Video by Radiohead
- Released: 13 March 1995 (VHS) 21 November 2005 (DVD)
- Recorded: 27 May 1994
- Venue: London Astoria
- Genre: Alternative rock
- Length: 66:53
- Label: Parlophone; PMI;
- Director: Brett Turnbull
- Producer: Sarah Bayliss

Radiohead chronology
|  | Live at the Astoria (1995) | 7 Television Commercials (1998) |

= Live at the Astoria =

Live at the Astoria is a live concert video by the English rock band Radiohead, taken from their performance at the London Astoria on 27 May 1994. It was released on VHS in 1995, DVD in 2005 and YouTube in 2020.

== Content ==
Live at the Astoria features performances of songs from Radiohead's first two albums, Pablo Honey (1993) and The Bends (1995).

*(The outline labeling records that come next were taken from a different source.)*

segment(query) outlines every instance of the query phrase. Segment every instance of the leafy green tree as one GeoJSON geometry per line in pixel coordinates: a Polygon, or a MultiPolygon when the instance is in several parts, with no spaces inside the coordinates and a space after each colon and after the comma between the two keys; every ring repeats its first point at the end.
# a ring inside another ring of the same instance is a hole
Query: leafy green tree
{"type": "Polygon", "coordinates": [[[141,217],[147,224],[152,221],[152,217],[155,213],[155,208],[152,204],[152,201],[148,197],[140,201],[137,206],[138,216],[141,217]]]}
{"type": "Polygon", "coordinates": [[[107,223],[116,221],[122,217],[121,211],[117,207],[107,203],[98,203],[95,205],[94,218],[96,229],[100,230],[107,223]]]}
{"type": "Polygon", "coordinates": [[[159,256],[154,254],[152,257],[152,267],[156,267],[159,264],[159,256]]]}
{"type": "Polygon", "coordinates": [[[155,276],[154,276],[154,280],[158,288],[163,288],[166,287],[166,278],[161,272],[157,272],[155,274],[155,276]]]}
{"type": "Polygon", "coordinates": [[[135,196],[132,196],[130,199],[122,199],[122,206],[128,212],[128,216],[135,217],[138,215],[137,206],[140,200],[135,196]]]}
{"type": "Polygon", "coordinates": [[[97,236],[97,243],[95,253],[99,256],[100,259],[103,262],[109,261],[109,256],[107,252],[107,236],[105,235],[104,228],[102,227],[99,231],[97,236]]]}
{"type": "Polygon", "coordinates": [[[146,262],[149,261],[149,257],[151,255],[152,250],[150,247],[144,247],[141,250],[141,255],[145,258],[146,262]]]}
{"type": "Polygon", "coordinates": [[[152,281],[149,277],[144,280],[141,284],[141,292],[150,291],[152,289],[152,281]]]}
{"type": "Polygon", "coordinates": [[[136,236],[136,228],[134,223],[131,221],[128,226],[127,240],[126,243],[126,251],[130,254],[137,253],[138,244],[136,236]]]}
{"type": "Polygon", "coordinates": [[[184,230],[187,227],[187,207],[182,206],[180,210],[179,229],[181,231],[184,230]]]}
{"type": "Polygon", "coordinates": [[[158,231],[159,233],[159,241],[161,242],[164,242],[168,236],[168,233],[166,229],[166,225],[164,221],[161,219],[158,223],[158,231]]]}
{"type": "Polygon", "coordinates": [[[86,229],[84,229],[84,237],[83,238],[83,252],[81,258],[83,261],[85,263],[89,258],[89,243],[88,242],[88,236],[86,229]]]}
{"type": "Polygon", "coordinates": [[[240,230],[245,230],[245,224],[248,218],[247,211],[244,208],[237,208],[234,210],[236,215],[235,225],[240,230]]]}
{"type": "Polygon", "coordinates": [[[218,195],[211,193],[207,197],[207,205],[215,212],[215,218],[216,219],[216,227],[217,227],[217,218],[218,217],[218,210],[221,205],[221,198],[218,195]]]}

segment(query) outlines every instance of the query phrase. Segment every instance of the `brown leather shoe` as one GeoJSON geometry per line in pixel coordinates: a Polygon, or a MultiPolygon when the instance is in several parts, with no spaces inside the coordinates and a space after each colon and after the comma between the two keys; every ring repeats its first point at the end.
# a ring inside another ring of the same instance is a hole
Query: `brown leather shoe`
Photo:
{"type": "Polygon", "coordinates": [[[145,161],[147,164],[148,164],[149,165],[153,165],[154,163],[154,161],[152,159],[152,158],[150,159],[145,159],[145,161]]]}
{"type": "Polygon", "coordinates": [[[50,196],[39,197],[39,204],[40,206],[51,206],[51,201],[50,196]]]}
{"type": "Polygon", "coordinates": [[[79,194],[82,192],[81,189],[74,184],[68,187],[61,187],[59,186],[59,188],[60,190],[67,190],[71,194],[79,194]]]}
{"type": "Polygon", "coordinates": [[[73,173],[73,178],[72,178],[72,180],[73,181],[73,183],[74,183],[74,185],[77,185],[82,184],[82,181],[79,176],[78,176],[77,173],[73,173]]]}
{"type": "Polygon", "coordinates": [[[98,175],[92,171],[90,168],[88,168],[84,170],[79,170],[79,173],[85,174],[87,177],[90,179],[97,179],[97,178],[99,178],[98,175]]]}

The performance of "My Iron Lung" was used for The Bends, with Thom Yorke's vocals replaced and the audience removed.

==Release==
Live at the Astoria was released on VHS on 13 March 1995, the same day as Radiohead's second album, The Bends. A DVD release followed in 2005. On 28 May 2020, Radiohead added Live at the Astoria to YouTube.
==Track list==
1. "You" (3:48)
2. "Bones" (3:08)
3. "Ripcord" (3:17)
4. "Black Star" (3:44)
5. "Creep" (4:10)
6. "The Bends" (3:56)
7. "My Iron Lung" (5:06)
8. "Prove Yourself" (2:24)
9. "Maquiladora" (3:16)
10. "Vegetable" (3:14)
11. "Fake Plastic Trees" (4:29)
12. "Just" (3:43)
13. "Stop Whispering" (5:16)
14. "Anyone Can Play Guitar" (4:16)
15. "Street Spirit (Fade Out)" (4:24)
16. "Pop Is Dead" (2:22)
17. "Blow Out" (6:14)

==Personnel==
All songs written by Radiohead and published by Warner Chappell Music Ltd.
- Thom Yorke — vocals, guitar
- Jonny Greenwood — guitar
- Colin Greenwood — bass guitar
- Ed O'Brien — guitar, backing vocals
- Philip Selway — drums
- Dianne Swann — keys on "Street Spirit (Fade Out)"
- Jim Warren — mixing
- Brett Turnbull — director
- Sarah Bayliss — producer
- Stanley Donwood and the White Chocolate Farm — artwork

==Certifications==

Certifications and sales for Live at the Astoria
| Region | Certification | Certified units/sales |
| Argentina (CAPIF) | Platinum | 8,000^{^} |
| United Kingdom (BPI) | Gold | 25,000^{*} |
^{*} Sales figures based on certification alone. ^{^} Shipments figures based on certification alone.